Try Dameon at East Tennessee K-9, he's a K-9 trainer and a very nice person. He may have suggestions for you.

Perhaps you would be better off setting up a Go Fund Me page and raise the money to buy a trained dog. Dameon won't rip you off if you end up buying from him.


----------



## RZZNSTR (Jan 24, 2015)

I would have your agency contact CBP Canine Enforcement Training Center in Front Royal VA. They may be able to hook you up with acquiring a dog suitable for narcotics detection along with training or at least refer you to someone that can help! It's been a long time since I've been there in a training mode but that's where I'd start. There have been some superstar dogs that come out of there. I always said my dog could find dope in an empty parking lot! Good luck!


----------



## lhczth (Apr 5, 2000)

I don't know if Dave does this sort of stuff, but he might be able to recommend someone who would. 

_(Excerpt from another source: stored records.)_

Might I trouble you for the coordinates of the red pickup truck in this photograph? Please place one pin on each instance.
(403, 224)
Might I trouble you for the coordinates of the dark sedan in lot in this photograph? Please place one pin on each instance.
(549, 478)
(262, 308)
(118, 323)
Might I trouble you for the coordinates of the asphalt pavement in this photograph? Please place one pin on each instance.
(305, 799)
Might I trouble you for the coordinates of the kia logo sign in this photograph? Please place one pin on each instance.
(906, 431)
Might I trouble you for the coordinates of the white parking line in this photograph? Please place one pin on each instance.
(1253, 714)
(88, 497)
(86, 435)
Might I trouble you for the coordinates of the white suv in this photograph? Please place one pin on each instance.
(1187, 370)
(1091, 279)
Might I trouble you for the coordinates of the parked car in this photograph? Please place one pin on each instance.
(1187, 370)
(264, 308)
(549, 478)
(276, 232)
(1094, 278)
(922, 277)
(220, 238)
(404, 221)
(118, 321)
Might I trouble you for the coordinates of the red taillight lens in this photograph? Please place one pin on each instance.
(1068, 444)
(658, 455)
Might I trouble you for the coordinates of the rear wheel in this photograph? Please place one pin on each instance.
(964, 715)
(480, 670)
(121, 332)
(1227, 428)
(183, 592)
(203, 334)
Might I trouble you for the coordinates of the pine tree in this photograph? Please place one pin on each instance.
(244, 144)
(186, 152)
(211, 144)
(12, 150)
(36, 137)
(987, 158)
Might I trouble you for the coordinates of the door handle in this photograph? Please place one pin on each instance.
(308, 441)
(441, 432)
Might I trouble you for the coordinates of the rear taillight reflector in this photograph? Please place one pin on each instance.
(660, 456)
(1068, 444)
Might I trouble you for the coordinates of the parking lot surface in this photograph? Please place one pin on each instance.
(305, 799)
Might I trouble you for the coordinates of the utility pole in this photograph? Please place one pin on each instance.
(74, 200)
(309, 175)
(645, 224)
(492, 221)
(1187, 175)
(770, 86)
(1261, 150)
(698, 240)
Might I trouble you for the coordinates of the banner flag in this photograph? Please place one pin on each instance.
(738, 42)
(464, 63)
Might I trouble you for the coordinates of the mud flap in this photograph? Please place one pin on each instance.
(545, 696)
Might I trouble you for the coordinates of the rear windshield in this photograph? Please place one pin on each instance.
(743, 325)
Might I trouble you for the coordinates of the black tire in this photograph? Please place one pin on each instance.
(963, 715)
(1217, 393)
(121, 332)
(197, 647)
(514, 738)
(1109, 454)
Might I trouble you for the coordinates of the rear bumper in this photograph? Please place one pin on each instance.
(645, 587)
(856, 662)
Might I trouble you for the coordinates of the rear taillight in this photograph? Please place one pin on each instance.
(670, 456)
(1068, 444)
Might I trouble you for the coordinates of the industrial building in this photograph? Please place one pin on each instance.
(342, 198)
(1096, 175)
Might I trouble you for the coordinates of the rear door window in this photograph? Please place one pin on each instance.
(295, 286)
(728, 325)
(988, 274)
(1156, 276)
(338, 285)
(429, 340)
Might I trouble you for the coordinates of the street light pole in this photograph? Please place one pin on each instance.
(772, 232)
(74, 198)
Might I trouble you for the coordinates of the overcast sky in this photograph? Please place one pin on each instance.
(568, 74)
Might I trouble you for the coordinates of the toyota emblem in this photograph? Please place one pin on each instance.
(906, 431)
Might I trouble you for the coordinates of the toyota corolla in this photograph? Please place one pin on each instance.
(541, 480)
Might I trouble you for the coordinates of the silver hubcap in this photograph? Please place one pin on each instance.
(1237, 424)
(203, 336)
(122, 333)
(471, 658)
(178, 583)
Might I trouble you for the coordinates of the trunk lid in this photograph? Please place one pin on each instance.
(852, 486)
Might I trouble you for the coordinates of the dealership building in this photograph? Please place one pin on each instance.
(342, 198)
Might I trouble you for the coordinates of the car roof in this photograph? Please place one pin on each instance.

Dave Kroyer | Handling, training and coaching in the areas of Schutzhund/IPO, Ring Sport, Police K9, AKC Obedience, Nosework, Agility, SAR, and AKC Tracking


----------



## Jax08 (Feb 13, 2009)

I would contact Dave first like Lisa recommends.


----------



## cliffson1 (Sep 2, 2006)

I don't think imprinting as puppy is big thing as majority of Drug detection dogs have not been imprinted....having said that; I think you have to acquire a good dog and top training to invest in a Drug detection dog for the streets. These dogs constitute a search warrant or probable cause in many situations and are subject to scrutiny and calibration by savvy defense lawyers. 
I would talk to Dave also to point you in right direction. Slamdunc or Ladylaw could also, but I think Dave is familiar with Texas law and requisites.


----------



## deacon (Sep 5, 2011)

Don't rule out going to the pound! 75% of the drug dogs I trained over the course of 38 years came from the pound, in fact one I am starting next month is from one, a 3 y/o male chocolate lab who will hunt and chase the Kong all day long. Most had too much energy and drive for the common household. Yes you must deal with the unknown prior to obtaining him, but if you are cash strapped don't rule it out. You will need to have someone experienced in what to look for. 


Go to Lackland s site as well. As a former MWD handler I can tell you from experience they have some good prospects as well. Once again you will need to take an experienced person with you.


In addition look in the pet section of several newspapers. I have found several prospects there as well.


Once you locate a prospect it is important to immediately get a complete physical done on him.


----------